Swedish artist Hilma Af Klint is a perfect example of how male artists dominate the art historical cannon. While Russian painter Wassily Kandinsky is often considered the pioneer of Abstract Expressionism, Af Klint was creating in the style for years before him. It’s only until fairly recently that she’s been of focus.
I think Af Klint was incredibly ahead of her time. This sort of colorful abstraction was unprecedented (unless of course, there are other non-Western artists that have been veiled by mainstream Art History’s centralization of European/American artists–which would not be surprising). Af Klint was an imaginative and profound spirit. An apt word to describe such a mystified, spiritual character. She was heavily involved in women-occupied spiritual spaces. In a time when such thoughts and practices were deemed nonsensical and even blasphemous, she and her “friends (let’s be real, there had to be some sapphic stuff going on there), were preoccupied with these philosophies.

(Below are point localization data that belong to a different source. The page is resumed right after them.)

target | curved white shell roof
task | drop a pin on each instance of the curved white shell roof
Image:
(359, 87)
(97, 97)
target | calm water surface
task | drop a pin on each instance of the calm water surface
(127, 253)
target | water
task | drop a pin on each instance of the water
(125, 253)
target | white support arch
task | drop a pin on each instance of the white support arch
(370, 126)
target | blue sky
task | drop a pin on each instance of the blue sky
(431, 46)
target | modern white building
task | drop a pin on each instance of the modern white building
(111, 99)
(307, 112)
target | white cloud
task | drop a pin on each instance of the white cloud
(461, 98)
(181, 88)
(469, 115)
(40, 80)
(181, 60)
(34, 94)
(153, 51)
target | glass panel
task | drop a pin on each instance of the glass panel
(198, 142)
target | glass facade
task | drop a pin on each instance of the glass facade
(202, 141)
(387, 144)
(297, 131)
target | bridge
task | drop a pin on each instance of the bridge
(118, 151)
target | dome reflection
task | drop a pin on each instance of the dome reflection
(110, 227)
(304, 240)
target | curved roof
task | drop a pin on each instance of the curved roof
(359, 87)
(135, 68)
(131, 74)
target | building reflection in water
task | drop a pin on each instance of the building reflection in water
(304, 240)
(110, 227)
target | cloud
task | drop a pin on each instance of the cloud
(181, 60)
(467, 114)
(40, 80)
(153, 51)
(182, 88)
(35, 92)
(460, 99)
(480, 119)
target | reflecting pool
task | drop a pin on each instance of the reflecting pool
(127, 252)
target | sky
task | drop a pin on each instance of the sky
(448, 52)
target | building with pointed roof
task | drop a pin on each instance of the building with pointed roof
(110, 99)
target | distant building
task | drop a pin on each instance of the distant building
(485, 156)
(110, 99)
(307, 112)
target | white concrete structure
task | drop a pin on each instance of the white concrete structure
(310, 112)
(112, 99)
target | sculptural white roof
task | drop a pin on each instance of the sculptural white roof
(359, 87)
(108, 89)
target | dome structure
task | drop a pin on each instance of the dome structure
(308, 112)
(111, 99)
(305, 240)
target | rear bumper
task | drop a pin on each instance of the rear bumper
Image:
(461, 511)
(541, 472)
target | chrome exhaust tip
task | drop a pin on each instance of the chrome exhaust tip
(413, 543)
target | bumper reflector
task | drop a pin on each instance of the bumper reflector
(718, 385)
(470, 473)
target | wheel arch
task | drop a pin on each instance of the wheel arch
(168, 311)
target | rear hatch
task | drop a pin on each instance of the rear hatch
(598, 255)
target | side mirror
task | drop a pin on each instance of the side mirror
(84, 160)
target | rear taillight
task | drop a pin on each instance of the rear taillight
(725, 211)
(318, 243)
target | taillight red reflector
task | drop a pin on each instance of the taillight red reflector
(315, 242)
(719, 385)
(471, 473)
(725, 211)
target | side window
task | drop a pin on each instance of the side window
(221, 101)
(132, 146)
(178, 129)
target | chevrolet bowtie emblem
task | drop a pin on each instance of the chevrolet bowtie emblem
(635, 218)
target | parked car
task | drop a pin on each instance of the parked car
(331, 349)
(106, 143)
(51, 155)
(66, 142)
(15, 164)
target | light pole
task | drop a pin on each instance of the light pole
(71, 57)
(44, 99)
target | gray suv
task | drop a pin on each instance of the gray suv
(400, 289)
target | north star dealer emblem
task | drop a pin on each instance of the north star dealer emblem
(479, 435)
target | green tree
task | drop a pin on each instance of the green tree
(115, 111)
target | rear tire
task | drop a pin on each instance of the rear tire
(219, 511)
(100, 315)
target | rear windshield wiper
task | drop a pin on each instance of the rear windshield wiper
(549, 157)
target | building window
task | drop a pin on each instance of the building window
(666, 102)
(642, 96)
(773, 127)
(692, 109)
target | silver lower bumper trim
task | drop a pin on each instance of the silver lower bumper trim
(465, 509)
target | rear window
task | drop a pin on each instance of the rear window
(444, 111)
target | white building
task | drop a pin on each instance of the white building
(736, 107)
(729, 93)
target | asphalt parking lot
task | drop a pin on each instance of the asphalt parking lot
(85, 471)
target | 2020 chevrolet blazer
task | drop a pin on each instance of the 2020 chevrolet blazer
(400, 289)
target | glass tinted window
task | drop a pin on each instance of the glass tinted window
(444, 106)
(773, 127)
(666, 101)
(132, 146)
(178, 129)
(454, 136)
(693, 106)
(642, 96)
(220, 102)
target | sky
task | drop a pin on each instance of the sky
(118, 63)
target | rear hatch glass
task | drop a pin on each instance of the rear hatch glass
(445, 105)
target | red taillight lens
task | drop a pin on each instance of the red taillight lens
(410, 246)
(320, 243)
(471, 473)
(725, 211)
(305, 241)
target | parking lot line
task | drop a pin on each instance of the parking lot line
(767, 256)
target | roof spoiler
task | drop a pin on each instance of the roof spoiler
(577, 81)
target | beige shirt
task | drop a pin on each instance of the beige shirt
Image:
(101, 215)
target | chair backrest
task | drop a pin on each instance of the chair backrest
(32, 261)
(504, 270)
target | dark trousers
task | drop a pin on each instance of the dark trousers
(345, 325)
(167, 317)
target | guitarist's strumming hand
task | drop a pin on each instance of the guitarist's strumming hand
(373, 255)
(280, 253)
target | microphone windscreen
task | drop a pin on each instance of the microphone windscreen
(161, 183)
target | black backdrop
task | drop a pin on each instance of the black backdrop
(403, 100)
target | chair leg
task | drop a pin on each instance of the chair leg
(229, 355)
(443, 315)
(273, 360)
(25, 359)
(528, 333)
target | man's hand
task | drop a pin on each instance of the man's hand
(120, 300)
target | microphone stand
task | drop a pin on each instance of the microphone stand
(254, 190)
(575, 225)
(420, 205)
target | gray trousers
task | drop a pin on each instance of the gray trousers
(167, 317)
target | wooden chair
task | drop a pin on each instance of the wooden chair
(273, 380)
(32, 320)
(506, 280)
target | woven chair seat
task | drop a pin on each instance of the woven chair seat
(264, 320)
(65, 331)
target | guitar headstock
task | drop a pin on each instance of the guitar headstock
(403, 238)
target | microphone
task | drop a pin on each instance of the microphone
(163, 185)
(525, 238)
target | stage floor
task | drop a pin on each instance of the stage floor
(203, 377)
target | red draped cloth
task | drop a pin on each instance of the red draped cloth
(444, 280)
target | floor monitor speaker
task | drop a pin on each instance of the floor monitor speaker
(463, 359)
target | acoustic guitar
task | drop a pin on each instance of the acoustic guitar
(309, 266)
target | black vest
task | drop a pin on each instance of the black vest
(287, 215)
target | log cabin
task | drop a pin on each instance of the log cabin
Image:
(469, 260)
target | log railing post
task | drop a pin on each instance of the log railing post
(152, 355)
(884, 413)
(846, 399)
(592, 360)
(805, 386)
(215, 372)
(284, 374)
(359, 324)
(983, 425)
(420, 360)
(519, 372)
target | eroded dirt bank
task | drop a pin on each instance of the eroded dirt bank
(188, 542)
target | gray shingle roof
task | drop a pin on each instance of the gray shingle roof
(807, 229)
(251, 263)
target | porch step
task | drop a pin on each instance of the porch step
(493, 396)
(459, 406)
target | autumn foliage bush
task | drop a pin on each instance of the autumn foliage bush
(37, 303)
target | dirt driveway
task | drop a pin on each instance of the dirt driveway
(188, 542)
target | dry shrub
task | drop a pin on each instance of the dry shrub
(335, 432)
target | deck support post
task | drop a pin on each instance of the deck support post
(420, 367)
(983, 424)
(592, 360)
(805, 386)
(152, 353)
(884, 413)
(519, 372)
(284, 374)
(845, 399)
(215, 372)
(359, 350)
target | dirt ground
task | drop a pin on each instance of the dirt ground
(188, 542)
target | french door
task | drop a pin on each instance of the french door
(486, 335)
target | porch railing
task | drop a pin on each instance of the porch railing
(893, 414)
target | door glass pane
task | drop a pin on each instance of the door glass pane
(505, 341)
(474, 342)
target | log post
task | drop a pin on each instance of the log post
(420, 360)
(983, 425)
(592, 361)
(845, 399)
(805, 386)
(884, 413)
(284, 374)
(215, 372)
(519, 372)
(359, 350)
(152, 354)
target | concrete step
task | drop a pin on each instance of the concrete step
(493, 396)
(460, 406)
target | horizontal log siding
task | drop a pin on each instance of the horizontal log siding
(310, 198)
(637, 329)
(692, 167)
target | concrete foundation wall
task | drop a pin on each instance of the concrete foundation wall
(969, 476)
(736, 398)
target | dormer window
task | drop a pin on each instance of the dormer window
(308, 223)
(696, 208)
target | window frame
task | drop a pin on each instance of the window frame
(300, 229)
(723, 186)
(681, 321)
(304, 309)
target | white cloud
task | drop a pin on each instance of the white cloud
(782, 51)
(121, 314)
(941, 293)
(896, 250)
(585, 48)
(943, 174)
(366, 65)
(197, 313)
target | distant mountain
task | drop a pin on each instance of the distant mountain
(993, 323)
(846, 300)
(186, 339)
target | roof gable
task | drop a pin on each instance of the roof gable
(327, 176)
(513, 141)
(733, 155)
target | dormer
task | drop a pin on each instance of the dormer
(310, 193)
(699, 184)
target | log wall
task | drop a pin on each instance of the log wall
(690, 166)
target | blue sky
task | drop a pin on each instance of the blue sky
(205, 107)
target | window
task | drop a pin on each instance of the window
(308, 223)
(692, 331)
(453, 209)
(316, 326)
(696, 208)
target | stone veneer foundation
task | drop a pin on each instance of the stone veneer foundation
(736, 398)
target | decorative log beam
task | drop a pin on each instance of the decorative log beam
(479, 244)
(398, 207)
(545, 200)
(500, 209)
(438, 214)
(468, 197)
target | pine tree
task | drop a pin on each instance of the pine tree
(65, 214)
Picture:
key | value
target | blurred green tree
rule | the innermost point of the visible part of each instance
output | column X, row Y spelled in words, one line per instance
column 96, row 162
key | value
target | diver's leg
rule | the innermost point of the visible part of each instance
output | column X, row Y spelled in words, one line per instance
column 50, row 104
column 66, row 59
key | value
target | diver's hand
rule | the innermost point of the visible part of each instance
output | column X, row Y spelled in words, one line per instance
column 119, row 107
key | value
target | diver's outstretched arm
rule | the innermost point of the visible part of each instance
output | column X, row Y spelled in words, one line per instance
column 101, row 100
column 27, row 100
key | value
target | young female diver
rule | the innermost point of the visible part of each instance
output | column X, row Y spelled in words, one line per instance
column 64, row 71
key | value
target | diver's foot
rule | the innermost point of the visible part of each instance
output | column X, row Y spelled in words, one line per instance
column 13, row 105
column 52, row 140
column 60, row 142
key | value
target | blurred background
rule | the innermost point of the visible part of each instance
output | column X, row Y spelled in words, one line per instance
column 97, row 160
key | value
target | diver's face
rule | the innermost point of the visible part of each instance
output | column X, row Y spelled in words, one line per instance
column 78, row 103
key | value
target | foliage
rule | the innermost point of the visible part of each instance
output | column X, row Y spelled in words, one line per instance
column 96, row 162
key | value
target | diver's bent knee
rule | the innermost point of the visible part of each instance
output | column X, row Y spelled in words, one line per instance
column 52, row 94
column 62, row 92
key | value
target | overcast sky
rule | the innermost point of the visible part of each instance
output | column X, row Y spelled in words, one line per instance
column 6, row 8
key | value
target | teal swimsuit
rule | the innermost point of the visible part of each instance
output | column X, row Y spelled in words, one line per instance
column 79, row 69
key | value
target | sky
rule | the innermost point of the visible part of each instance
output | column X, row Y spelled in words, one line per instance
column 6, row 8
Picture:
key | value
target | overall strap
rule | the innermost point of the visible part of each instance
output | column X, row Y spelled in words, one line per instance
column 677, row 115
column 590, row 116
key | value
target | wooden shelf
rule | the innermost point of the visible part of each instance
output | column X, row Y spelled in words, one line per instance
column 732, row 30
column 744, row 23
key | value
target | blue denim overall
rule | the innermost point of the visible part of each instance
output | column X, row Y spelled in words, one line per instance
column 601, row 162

Af Klint became an active member of the Spiritist Literature Association–of which there is very little documentation. It’s even documented that when her sister passed, she took part in seánces and attempted to communicate with her. This woman was unapologetically curious about greater meanings and connections with otherworldly phenomena.
This fascination vividly shines throughout her oeuvre. It’s clear upon looking that the work’s biomorphic shapes connote nature, but they also ethereal and somewhat feminine about them. In The Ten Biggest, No 2, her majority pastel color palette is soft to the eye, as are her rounded shapes. The Venn diagram at the bottom makes me think of the overlap between the corporeal and the spirit. The earthly and the divine.
I was lucky enough to see Af Klint’s solo exhibition at the Guggenheim back in 2018. Most of her pieces are massive. It lends to their immersive qualities. It feels almost as if the composition surrounds you. You’re a part of this world she’s constructed. Or rather the world she’s reflecting back at you in new light.

Her work is the type that you can gaze at for hours. Okay, maybe not hours, but a long time. The interplay between forms, their complementing colors, their gentle shapes–all of it elicits this sense of tranquility. In fact, her work does a lot for the senses. It’s pleasant on the eyes. I imagine it’s smooth to the touch (don’t try unless you’re prepared to be banned from a museum for life). And if it were to make a sound, I think it would be that of a theremin. Something rather ethereal.
Some of her forms resemble eggs or cells. Genesis. A natural rebirth, or a respite from the industrialization of contemporary society. Her paintings feel hopeful. That we’ll recognize our humanity in this enduring life cycle, during which we exist only temporarily. Or do we? Someone devoted to the spiritual, as Af Klint was, may argue otherwise.
When artists create these sorts of serene artworks, I can’t help but wonder if they’re channeling that peace within themselves or they’re trying to find it. Was Af Klint portraying the world as she saw it? Or was she depicting an ideal world?